A compact 3 element Yagi for 2m

My friend Richard found himself located on the margins of coverage of the local 2m repeater where multi path reception was the main problem, a but a little lift in signal would also help.

This begs a small Yagi solution.

A number of small designs were optimised using YagiCad, and a 3 element was chosen as it had very good gain for the boom length and a short boom was preferred so that the antenna could be mounted to the side of a mast.

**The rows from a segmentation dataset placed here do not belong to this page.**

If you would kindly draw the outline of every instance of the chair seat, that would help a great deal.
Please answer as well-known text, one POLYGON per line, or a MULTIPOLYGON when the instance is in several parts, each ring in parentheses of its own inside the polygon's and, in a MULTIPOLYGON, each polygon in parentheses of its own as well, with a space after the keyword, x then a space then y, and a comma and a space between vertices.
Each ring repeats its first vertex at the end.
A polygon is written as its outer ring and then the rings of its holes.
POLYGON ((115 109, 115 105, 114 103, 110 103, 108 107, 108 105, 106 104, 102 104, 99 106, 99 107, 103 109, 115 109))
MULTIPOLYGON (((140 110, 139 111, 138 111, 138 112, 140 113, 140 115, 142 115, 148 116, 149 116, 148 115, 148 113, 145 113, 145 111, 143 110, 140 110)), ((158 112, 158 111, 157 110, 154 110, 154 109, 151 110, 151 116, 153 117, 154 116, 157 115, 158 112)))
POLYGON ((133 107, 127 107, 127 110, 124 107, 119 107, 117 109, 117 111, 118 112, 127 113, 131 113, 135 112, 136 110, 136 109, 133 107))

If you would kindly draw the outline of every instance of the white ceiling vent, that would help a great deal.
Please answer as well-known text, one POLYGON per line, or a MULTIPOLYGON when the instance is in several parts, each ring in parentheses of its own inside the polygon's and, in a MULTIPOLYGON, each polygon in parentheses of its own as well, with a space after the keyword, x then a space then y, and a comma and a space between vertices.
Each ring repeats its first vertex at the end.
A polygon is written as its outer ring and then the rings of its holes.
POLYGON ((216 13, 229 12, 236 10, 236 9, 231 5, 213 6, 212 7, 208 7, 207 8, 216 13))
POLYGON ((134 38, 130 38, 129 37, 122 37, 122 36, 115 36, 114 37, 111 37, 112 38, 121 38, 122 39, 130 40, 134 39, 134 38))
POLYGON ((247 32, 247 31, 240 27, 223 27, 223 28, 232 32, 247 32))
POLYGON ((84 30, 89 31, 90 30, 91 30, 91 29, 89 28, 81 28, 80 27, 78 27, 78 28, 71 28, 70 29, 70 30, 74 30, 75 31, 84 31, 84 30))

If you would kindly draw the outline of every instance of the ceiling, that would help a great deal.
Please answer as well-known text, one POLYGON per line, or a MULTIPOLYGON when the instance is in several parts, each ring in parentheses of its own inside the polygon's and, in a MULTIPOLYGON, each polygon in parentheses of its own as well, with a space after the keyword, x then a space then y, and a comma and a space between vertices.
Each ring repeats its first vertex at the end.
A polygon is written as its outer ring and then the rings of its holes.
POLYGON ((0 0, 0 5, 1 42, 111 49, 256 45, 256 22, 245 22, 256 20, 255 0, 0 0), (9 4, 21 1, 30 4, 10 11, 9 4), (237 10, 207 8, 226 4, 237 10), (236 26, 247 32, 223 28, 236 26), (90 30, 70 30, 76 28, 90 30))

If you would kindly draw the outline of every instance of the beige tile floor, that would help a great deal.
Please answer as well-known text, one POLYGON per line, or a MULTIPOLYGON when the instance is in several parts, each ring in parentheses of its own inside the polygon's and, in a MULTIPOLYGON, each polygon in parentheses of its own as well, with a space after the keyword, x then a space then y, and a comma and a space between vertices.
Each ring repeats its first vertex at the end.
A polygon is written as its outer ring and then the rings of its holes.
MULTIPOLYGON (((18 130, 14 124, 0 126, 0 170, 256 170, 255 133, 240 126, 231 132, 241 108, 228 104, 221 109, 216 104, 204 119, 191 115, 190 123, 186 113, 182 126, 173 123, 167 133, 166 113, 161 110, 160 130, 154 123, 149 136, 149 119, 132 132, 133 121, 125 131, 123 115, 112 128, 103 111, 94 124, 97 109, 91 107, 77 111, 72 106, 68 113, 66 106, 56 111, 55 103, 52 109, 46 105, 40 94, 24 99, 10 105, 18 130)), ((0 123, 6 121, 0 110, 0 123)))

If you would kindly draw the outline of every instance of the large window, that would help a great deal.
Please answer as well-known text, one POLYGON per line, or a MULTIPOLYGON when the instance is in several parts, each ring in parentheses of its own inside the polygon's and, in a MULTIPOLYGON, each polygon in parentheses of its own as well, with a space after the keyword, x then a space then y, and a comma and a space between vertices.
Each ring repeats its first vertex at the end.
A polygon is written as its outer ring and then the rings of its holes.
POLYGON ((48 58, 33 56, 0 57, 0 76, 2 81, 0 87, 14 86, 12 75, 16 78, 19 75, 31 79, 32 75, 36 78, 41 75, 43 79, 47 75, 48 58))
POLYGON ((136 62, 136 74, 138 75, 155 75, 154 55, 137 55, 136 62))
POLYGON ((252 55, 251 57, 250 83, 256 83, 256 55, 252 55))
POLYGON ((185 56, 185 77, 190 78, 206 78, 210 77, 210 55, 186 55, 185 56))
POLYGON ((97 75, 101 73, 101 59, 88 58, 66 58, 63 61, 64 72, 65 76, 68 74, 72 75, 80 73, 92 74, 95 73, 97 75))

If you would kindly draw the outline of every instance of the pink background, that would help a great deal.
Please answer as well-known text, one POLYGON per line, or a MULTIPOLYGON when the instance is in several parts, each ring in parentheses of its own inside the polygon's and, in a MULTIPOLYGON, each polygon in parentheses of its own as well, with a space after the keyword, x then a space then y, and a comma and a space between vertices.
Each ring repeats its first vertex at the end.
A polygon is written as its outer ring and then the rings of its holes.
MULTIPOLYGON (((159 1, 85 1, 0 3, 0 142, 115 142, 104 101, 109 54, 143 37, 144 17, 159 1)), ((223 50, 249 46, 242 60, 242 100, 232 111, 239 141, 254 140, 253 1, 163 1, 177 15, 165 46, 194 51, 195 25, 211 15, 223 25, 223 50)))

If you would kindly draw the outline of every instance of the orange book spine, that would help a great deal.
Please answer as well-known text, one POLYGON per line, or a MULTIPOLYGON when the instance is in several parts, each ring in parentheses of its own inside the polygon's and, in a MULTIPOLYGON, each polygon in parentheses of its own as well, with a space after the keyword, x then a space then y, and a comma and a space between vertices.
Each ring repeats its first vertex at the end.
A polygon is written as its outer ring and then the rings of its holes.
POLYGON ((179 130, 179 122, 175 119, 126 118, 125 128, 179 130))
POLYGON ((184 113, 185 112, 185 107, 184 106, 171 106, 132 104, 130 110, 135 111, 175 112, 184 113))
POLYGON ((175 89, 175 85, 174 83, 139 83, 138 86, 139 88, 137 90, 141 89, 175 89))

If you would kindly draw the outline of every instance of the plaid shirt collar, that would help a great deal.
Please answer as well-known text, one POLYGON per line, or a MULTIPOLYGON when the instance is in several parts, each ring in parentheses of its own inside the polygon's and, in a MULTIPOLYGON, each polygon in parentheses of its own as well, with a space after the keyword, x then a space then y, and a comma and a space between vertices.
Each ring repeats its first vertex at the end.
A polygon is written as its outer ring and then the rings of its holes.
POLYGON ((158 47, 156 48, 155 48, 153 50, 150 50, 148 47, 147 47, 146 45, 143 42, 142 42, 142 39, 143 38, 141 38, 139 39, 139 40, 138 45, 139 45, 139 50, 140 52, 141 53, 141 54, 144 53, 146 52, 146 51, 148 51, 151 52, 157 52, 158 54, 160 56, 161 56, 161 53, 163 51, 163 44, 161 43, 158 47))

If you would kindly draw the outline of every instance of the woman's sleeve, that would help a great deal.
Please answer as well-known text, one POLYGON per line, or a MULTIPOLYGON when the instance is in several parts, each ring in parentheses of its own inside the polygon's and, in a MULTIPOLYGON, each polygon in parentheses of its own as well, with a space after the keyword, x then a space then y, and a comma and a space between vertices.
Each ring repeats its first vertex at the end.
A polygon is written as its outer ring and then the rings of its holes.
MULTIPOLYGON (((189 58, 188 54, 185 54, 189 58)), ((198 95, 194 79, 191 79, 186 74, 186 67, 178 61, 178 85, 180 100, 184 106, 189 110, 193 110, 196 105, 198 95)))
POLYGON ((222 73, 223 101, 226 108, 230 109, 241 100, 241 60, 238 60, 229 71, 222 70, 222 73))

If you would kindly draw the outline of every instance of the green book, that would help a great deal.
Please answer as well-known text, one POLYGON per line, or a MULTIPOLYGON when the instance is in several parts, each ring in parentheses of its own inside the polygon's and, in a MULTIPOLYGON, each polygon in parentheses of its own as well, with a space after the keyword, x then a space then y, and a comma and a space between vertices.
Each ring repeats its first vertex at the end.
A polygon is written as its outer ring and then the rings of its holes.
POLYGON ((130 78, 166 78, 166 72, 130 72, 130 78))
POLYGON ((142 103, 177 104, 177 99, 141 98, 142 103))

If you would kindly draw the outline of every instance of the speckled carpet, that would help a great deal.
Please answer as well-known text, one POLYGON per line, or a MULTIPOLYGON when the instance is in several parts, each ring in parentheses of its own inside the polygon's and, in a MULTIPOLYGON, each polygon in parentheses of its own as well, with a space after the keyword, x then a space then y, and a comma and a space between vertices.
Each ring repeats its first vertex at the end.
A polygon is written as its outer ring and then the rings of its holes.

YagiCad came up with a 3 element design that had a feed point impedance of 14-j90Ω. This is a really awful point as a start for impedance transformation to 50Ω, but it indicates that optimising that design to achieve feed point impedance of 50/4Ω to suit a folded dipole driven element might yield good results.

(The awful detail: a gamma match for 14-j90Ω will require equivalent to around 3pF of series capacitance to tune it, and that is at the margin of practicality… possible, but difficult and quite critical in adjustment, quite senstive to temperature variation.)

So the YagiCad model was exported to 4NEC2 and that model optimised for minimum VSWR(12.5). The result had gain of 9.5dB, 0.6dB poorer than the YagiCad design but a whole lot more practical and where impedance transformation losses are considered, a part of the 0.6dB would be clawed back.

Clip 045

Above, the horizontal and vertical polarisation. The antenna’s reduction of off axis multi path signals which cause fading is its most useful characteristic, on-axis gain is somewhat secondary.

Clip 044

Above, the VSWR plot in blue. (The plot is of VSWR(12.5) for a plain dipole DE and assumes that a 4:1 transformation via an equal diameters folded dipole DE.

OLYMPUS DIGITAL CAMERAAbove, Richard’s construction using 12mm aluminium tube. The DE uses a PVC box with compression cable glands for entry of the ends of the DE, and an N type connector for the coax attachment. Ferrite beads are used to make a W2DU style 1:1 current balun.

The dimensions of the as-built antenna using 12mm diameter aluminium tube are in the table from the NEC model:

SY R01HL =  +00.49601    ‘Half Length
SY R01SP =  +00.00000    ‘Spacing from Boom Start
SY DRVHL =  +00.46144    ‘Half Length
SY DRVSP =  +00.31788    ‘Spacing from Boom Start
SY D01HL =  +00.44650    ‘Half Length
SY D01SP =  +00.77969    ‘Spacing from Boom Start

Report

The antenna did what was needed. Signals both ways were better and the slow fading diminished greatly.